Healthy appetite for Yorkshire restaurants ahead of Christmas period
Yorkshire’s hospitality sector has continued to perform strongly ahead of the busy Christmas period with the latest research from insolvency trade body R3 revealing, for the second consecutive month, the level of restaurants at higher than normal risk of insolvency has fallen, which outperforms the UK average.
The results highlight that the proportion of Yorkshire restaurants with a higher than normal risk of insolvency in November fell by nearly 0.5% to 38%, faring better than the UK sector as a whole, which saw 40% of restaurants at higher than normal risk – representing a decrease in risk of around 0.2%.
Restaurants tend to have one of the highest insolvency risks of the sectors tracked.
These latest figures show that 1,114 of the region’s 2,988 active restaurants are considered to have a higher than normal risk of insolvency. This makes the region’s restaurant sector the fifth best performing of the 12 regions surveyed across England, Wales, Scotland and Northern Ireland.

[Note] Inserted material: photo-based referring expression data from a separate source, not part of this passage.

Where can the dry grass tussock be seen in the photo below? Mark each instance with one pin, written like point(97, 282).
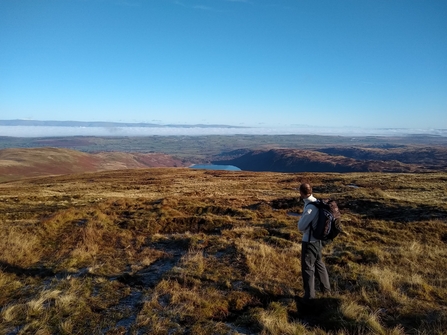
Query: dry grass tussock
point(177, 251)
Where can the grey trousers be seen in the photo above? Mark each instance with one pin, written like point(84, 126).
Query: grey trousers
point(312, 266)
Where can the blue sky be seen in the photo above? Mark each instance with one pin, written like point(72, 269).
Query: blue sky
point(342, 63)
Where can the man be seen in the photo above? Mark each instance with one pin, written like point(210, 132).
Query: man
point(311, 258)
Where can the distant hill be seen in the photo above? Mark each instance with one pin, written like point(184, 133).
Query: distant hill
point(294, 160)
point(19, 163)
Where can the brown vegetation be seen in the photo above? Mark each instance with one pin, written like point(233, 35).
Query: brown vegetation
point(19, 163)
point(179, 251)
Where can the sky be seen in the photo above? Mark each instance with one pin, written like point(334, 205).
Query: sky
point(261, 63)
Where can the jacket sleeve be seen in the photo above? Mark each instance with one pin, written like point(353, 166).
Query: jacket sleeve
point(307, 217)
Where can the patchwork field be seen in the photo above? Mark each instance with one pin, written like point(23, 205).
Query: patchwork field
point(181, 251)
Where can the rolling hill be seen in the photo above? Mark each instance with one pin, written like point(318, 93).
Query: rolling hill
point(20, 163)
point(183, 251)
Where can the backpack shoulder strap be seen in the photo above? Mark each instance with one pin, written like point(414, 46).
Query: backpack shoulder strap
point(311, 228)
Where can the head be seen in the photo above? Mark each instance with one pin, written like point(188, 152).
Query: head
point(305, 190)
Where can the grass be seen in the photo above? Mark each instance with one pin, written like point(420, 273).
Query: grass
point(177, 251)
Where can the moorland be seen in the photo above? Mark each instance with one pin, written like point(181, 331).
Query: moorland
point(173, 250)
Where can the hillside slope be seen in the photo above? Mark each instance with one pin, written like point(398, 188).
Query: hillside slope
point(19, 163)
point(182, 251)
point(294, 160)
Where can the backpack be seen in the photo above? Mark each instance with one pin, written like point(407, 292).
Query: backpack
point(329, 220)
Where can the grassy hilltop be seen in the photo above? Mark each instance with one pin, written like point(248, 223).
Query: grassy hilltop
point(180, 251)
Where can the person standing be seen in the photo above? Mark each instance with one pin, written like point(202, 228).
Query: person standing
point(311, 258)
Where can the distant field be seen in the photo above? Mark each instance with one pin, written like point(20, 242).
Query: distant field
point(198, 148)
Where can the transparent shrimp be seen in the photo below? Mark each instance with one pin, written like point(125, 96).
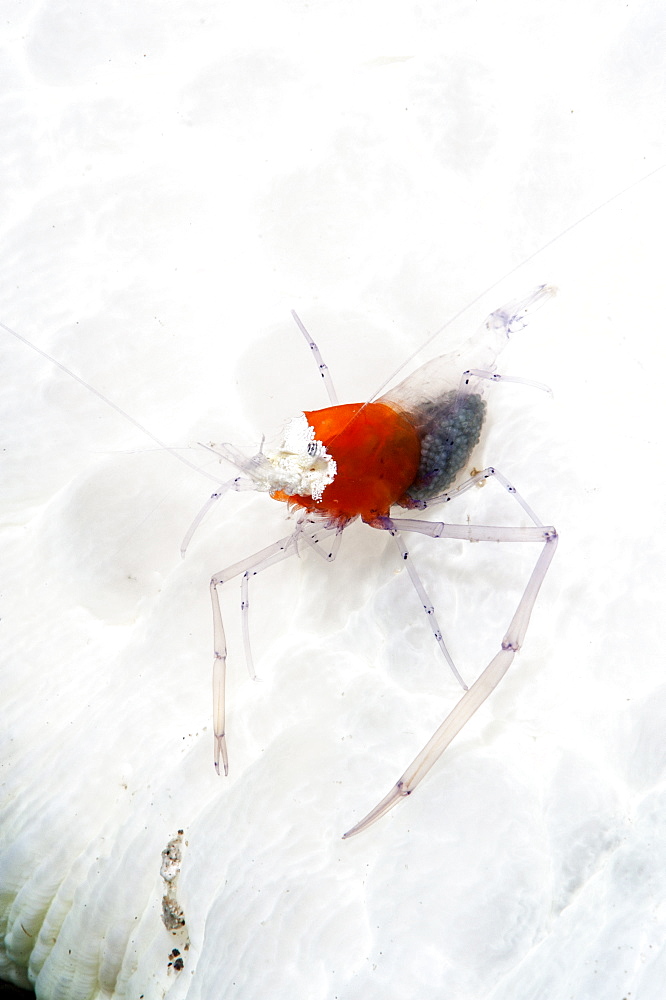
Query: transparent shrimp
point(409, 448)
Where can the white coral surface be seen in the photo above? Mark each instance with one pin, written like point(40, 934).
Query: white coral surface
point(175, 178)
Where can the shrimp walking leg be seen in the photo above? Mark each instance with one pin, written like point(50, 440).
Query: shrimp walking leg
point(511, 643)
point(247, 568)
point(427, 606)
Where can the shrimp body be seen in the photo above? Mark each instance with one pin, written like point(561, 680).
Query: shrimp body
point(377, 452)
point(386, 457)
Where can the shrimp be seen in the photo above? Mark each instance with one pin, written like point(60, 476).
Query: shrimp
point(408, 448)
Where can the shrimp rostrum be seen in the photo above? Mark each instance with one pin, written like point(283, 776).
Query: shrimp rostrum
point(408, 448)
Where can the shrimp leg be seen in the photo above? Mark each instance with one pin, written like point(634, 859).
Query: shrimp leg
point(282, 549)
point(498, 666)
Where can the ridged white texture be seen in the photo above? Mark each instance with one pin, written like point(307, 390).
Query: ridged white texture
point(301, 465)
point(175, 178)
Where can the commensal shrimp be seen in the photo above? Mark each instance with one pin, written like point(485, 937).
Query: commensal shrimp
point(408, 448)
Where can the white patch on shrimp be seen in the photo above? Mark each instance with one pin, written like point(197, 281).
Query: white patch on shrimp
point(301, 466)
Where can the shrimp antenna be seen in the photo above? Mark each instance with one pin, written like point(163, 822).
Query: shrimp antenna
point(109, 402)
point(517, 267)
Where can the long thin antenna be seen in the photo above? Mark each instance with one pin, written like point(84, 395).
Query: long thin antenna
point(109, 402)
point(517, 267)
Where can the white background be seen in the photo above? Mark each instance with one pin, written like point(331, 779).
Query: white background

Adrian Berry, chair of R3 in Yorkshire and restructuring partner at Deloitte LLP, commented: “These latest figures show that the region’s restaurants are entering their busiest time of the year in a relatively healthy position which is particularly reassuring as January is traditionally a tough time in the sector. In the New Year, not only do restaurants tend to suffer from a curb in consumer spending after festive excesses, they are also faced with the challenge of rent quarter day.
“We are fortunate that the region is well-served by a varied restaurant scene and, notably, has the largest number of Michelin starred restaurants of any county. Added to that, recent announcements from a number of highly acclaimed restaurant operators that they will be opening new ventures in the region means the outlook for 2016 looks promising.”
Overall, November was a poor month for recovery across most sectors in Yorkshire and across the UK. The restaurant sector was one of only two sectors in Yorkshire which saw a fall in levels of distress month on month, the other being transport and haulage, which saw a substantial drop of 3.5% since October compared with a UK-wide rise of 1%. Nationally, only the restaurant sector saw a fall in firms at higher than normal risk of insolvency.
R3 uses research compiled from Bureau van Dijk’s ‘Fame’ database of company information to track the number of businesses in key regional sectors that have a heightened risk of entering insolvency in the next year.